In another post in this thread I mention how I think it's better to think of it as a multicursor, and this is part of why. XPath doesn't limit itself to just "descending", you can freely cursor up and down in the document as you write your expression.
So it is easy to write expressions where you literally can't match the first tag, or be sure you shouldn't return it, until the whole document has been parsed.
I think from a grammar side, XPath had made some decisions that make it really hard to generally implement it efficiently. About 10 years ago I was looking into binary XML systems and compiling stuff down for embedded systems realizing that it is really hard to e.g. create efficient transducers (in/out pushdown automata) for XSLT due to complexity of XPath.
Streaming is defined in the XSLT 3 spec: https://www.w3.org/TR/xslt-30/#streamability. When you want to use streaming, you are confined to a subset of XPath that is "guaranteed streamable", e.g. you can't just freely navigate the tree anymore. There are some special instructions in XSLT such as <xsl:merge> and <xsl:accumulator> that make it easier to collect your results.
Saxon's paid edition supports it. I've done it a few times, but you have to write your XSLT in a completely different way to make it work.
This was as I remember under development at the time.
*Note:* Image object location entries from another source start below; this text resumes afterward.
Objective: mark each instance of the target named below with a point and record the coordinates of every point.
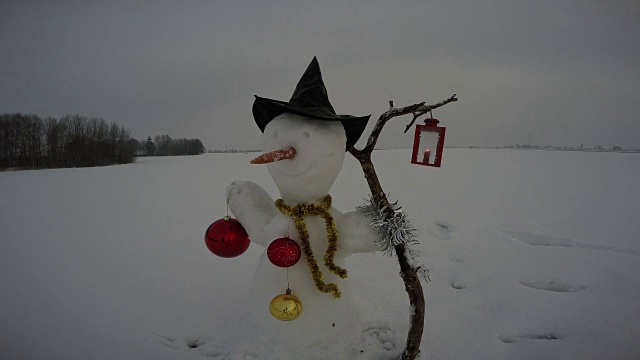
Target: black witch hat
(309, 100)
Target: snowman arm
(253, 208)
(355, 233)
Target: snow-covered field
(533, 255)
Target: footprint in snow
(192, 344)
(530, 336)
(544, 240)
(443, 230)
(376, 343)
(553, 285)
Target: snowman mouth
(282, 154)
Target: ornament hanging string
(297, 213)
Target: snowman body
(325, 321)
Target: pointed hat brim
(309, 100)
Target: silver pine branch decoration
(393, 227)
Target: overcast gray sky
(565, 72)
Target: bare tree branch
(408, 272)
(428, 108)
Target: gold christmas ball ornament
(285, 307)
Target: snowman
(304, 148)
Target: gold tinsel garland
(296, 213)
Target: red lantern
(428, 143)
(283, 252)
(227, 238)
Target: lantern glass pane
(428, 147)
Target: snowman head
(318, 155)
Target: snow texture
(538, 259)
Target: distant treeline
(164, 145)
(31, 142)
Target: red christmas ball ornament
(226, 238)
(283, 252)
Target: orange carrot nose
(276, 155)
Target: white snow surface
(532, 255)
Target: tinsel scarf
(297, 213)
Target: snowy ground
(533, 255)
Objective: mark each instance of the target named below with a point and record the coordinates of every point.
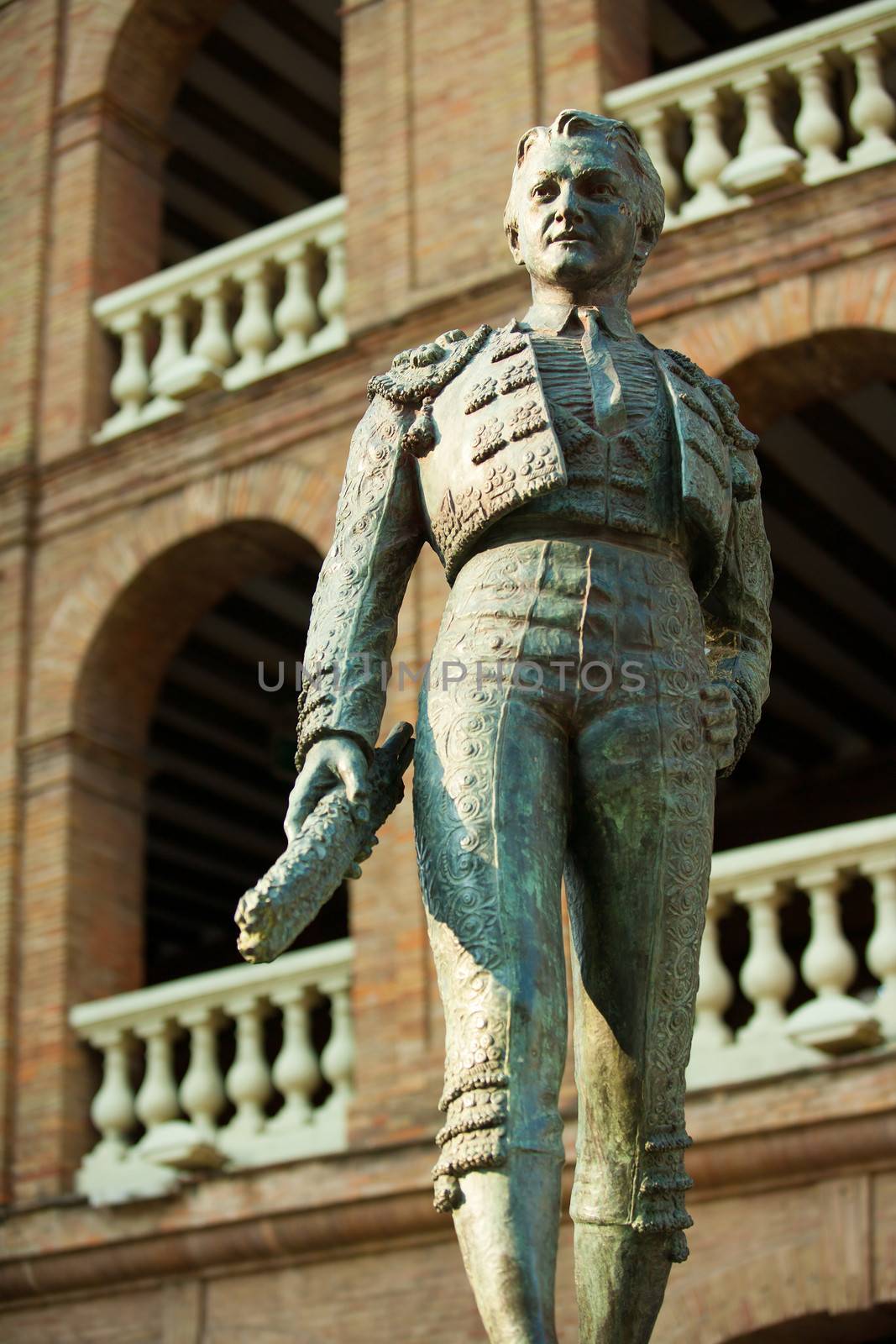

However, if working on bounded memory on communication buffers it, without remembering all the details, it was a pain not because of XSLT but mostly its interactions with XPATH. I was at the time formally looking into hedge grammars and visibly pushdown automata as formal basis, but to me it seemed at the time, that formal complexity was unnecessarily pushed beyond what was straightforward feasible. As I said it was about transforming binary (intermediate) representations of XML. Use case was actually to build message middlewares/routers for IoT stuff at the time. IMHO also the picked binary XML standards where mostly the wrong choice for small embedded systems (interestingly MPEG 7 is btw one of the few standards that supports rather nice streaming binary XML. I think however it is only used in digital broadcasting)
Would it be possible to transform a large XML document into something on-disk that could be queried like a database by the XPath evaluator?
Given the nature of this processing, I think even an NVMe-based disk storage would be awfully slow. (People often forget, or never realize, that the "gigabytes per second" that NVMe yields is for sequential access. Random access is quite a bit slower; still stomps spinning rust, but by much less. And this is going to be a random access sort of job, so we're in the "several multiples slower than RAM" regime of access.) This sort of thing really wants RAM, and even then, RAM with an eye towards cache coherency and other such performance considerations.
You'd basically be building an index into each node.
There's some fast databases that store prefix trees, which might be suitable for such a task actually (something like infinitydb). But building this database will basically take a while (it will require parsing the entire document). But i suppose if reading/querying is going to happen many times, its worth it?
It seems to me one could replace each text node with the offset. Perhaps limit it to longer instances?
Like MarkLogic?